As Dr. Phil would tell you, one of the most meaningful parts of interaction is what you don't say. At last week's Supernova 2006, Michael Zyda from USC Gamepipe Lab shared some exciting technology around game interfaces . USC has created a pair of glasses that contain very small biosensors that reveal your mental state. More specifically, these glasses can tell whether or not you are engaged in the game.
Zyda put on an unnerving demonstration of an avatar that blinks when you blink, runs out of breath when you do, is able to create escape routes if you are able to "focus hard enough," etc. For a more complex, first-person shooter game, a biometrically-enabled setup can track how much adrenaline is in the player's system as a result of fear, thereby impacting the shooter's performance in the game.
In a learning environment, this same technology can inform educators on whether or not a student is engaged and paying attention. With increased awareness, an instructor can adjust the lesson to make sure that students are continually engaged in the learning process, rather than checked out. If Zyda is right, learning (or nefariously, brainwashing) could be a huge application for these feedback systems.
As cool as this biometric feedback loop is, unknown variables remain a factor. As Zyda called out, once you've got sensory data, you can measure the disengagement of a student in a learning environment, but you can't yet account for environmental and emotional variables. e.g., is the person not paying attention because the instructor is weak, or because he or she had a fender-bender on the way to class?

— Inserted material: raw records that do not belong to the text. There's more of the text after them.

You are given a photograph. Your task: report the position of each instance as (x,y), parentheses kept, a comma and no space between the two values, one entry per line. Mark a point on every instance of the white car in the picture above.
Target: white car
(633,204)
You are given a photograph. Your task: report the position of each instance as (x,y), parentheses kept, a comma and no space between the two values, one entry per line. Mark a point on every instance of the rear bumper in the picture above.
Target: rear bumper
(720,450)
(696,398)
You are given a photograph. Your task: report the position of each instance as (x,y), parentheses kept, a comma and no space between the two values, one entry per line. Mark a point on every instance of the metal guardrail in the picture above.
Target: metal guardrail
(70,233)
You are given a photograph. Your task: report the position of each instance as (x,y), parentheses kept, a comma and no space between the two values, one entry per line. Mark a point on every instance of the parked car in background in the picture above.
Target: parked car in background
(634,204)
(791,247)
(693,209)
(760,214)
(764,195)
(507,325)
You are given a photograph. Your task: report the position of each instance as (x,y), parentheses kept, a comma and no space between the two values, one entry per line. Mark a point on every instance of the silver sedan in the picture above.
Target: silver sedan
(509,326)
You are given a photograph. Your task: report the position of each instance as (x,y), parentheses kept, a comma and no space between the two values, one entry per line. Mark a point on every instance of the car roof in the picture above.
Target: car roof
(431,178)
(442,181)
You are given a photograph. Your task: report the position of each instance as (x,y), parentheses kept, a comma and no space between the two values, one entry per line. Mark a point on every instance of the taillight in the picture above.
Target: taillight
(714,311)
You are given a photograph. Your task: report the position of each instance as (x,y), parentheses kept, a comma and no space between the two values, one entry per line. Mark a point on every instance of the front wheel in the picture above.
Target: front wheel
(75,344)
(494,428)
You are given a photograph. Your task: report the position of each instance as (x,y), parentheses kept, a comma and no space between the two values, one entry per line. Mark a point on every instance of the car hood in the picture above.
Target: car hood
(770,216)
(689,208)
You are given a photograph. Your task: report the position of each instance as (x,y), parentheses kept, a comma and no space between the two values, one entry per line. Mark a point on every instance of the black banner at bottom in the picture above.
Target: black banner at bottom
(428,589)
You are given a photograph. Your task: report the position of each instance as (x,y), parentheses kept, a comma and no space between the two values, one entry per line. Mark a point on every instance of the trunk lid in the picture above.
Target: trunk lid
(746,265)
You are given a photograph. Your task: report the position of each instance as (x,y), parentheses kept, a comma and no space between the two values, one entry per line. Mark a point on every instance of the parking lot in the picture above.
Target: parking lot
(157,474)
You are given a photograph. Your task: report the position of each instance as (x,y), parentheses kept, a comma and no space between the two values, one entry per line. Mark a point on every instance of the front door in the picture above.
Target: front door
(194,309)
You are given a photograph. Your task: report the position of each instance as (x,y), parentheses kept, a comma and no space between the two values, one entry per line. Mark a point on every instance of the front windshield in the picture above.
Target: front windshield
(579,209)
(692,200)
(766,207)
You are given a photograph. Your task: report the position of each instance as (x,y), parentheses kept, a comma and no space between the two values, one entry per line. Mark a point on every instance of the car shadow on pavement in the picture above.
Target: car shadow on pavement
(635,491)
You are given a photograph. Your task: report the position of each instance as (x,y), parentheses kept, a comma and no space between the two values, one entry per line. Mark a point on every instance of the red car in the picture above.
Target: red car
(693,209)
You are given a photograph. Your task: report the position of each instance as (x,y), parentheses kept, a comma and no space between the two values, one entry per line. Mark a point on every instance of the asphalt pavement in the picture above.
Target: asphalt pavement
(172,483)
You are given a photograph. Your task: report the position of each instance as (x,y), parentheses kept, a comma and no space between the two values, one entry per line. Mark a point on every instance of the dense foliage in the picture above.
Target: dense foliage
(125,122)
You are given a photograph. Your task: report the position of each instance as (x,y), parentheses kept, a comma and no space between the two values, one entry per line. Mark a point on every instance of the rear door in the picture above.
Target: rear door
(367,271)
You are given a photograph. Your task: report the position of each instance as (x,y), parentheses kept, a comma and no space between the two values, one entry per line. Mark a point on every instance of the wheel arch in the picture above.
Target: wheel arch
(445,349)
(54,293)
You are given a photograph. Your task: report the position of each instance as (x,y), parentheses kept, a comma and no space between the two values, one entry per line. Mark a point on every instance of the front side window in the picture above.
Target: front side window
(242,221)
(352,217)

After Zyda's exploration of the real, Philip Rosedale from Linden Lab shared a view of Second Life that users of Linden Lab never get to see - a robust view of this virtual world with everything full rendered, in thick and bustling detail. (Disclosure note: Omidyar Network is a funder of Linden Lab.) Rosedale brought the audience into Second Life via the projector screen, and toured both a scale-model space flight museum built by hobbyists for the community to enjoy, and a virtual planetarium that a high school science teacher had put together for his students. Second Life is trying to be about more than partying until dawn as a pink flying donkey - instead, Rosedale sees the emergence of a new medium that can be adapted by users in any way that they want.